On pourrait s‘interroger sur l‘apport de l‘approche prototypique en comparaison de la vision classique.

Plusieurs recherches soulignent qu‘il est utile de comprendre la façon dont les individus perçoivent les concepts car les personnes se réfèrent à leur propre conception pour juger des situations. Ainsi, par exemple, Kelley (1983) montre que les personnes s‘appuient sur leur vision de l‘amour pour évaluer s‘ils aiment vraiment leur partenaire et si l‘amour qu‘ils vivent est un amour sur lequel ils peuvent établir une relation de long terme. Moszkiewicz (2002) démontre également que les répondants qui affirment avoir les attributs prototypiques dans leur relation amoureuse la considèrent comme plus satisfaisante que les autres répondants. Par ailleurs, Fehr et Broughon (2004) étudient la relation entre la conception de l‘amour et les évaluations sur sa relation. Les couples qui conçoivent l‘amour en termes d‘items prototypiques indiquent aimer leur partenaire davantage que ceux qui conceptualisent l‘amour de façon non prototypique. Ces résultats posent une question intéressante sur la possibilité d‘inciter les individus à penser l‘amour en termes prototypiques qui pourrait améliorer leur satisfaction dans la relation amoureuse.

Il ne s‘agit pas de dire que la vision prototypique est bien préférable à la vision classique mais de montrer en quoi elle est complémentaire et plus adaptée pour étudier certains concepts. Pour Fehr (2006), s‘il s‘agit de concepts pour lesquels on apprend les critères de façon précise, par exemple « un cercle bleu », alors cela n‘a pas de sens de se demander si certains cercles bleus sont des meilleurs exemples que d‘autres et de s‘interroger sur les attributs communs au plus grand nombre pour identifier un « cercle bleu ». En revanche, pour des concepts dont les critères ne sont pas acquis de façon univoque, comme le concept d‘amour que nous avons présenté, l‘approche prototypique est plus adaptée.

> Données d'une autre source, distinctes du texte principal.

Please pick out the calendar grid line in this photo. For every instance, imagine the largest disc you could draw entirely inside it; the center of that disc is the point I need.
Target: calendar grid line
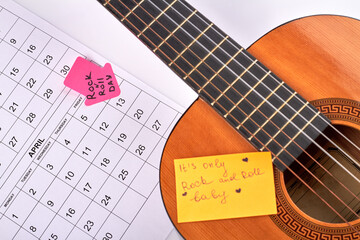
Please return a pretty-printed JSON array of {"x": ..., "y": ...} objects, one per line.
[
  {"x": 120, "y": 160},
  {"x": 139, "y": 211},
  {"x": 109, "y": 174},
  {"x": 49, "y": 186},
  {"x": 37, "y": 136},
  {"x": 97, "y": 143}
]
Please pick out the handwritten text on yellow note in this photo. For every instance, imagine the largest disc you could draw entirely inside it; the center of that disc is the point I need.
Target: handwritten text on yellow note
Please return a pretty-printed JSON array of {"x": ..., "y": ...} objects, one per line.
[{"x": 225, "y": 186}]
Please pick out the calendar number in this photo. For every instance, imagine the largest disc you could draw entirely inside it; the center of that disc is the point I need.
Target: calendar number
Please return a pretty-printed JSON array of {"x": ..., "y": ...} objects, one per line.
[
  {"x": 106, "y": 200},
  {"x": 123, "y": 174},
  {"x": 105, "y": 162},
  {"x": 33, "y": 229},
  {"x": 138, "y": 114},
  {"x": 84, "y": 118},
  {"x": 13, "y": 141},
  {"x": 50, "y": 167},
  {"x": 122, "y": 137},
  {"x": 65, "y": 70},
  {"x": 14, "y": 71},
  {"x": 140, "y": 150},
  {"x": 31, "y": 83},
  {"x": 88, "y": 225},
  {"x": 48, "y": 59},
  {"x": 69, "y": 175},
  {"x": 48, "y": 93},
  {"x": 156, "y": 125},
  {"x": 13, "y": 107},
  {"x": 32, "y": 191},
  {"x": 31, "y": 49},
  {"x": 70, "y": 212},
  {"x": 53, "y": 236},
  {"x": 120, "y": 102},
  {"x": 107, "y": 236},
  {"x": 31, "y": 117},
  {"x": 87, "y": 187},
  {"x": 50, "y": 203},
  {"x": 86, "y": 151}
]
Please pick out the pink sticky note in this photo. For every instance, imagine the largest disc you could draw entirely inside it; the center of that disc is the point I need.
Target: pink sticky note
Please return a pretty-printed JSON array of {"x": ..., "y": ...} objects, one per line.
[{"x": 96, "y": 83}]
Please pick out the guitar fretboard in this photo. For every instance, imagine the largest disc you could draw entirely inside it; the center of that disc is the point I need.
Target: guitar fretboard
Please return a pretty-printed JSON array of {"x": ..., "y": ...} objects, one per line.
[{"x": 259, "y": 105}]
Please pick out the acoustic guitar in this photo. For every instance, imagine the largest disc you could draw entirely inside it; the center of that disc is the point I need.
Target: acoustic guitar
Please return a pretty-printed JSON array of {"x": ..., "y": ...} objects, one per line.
[{"x": 244, "y": 107}]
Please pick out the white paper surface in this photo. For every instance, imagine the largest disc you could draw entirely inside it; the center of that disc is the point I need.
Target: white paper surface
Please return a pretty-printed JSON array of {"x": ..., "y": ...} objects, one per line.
[
  {"x": 245, "y": 21},
  {"x": 69, "y": 171}
]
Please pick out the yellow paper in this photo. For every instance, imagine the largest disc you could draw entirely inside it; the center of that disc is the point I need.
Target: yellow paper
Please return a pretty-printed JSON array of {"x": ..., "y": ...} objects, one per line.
[{"x": 225, "y": 186}]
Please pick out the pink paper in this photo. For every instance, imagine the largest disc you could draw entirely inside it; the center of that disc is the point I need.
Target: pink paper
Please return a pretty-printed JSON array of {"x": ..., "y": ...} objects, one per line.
[{"x": 96, "y": 83}]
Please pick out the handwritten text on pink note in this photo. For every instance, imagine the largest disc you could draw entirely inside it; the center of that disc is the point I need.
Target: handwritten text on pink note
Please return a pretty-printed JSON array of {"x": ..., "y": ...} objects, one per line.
[{"x": 96, "y": 83}]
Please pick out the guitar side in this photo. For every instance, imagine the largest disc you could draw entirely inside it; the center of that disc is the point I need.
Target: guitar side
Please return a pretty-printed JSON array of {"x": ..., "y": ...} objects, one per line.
[{"x": 318, "y": 57}]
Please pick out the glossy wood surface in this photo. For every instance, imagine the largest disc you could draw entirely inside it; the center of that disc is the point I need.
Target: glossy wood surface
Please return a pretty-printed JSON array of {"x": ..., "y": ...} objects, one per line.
[{"x": 319, "y": 57}]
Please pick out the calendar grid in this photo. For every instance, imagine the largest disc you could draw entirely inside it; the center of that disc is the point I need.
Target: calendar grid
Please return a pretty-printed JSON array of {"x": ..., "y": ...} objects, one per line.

Dès lors, l‘approche prototypique appliquée à la fidélité paraît pertinente par rapport à l‘approche classique car les critères pour définir un « client fidèle » ne sont pas acquis de façon univoque. Cette approche nous permet de :

- percevoir la façon dont les individus comprennent la fidélité aux marques,

- connaître les attributs les plus prototypiques attachés à la représentation du client fidèle, - enrichir éventuellement le contenu du concept si de nouvelles dimensions apparaissent

(par rapport aux définitions existantes) ;

- développer le modèle de la CSF : Catégorisation de Soi comme Fidèle.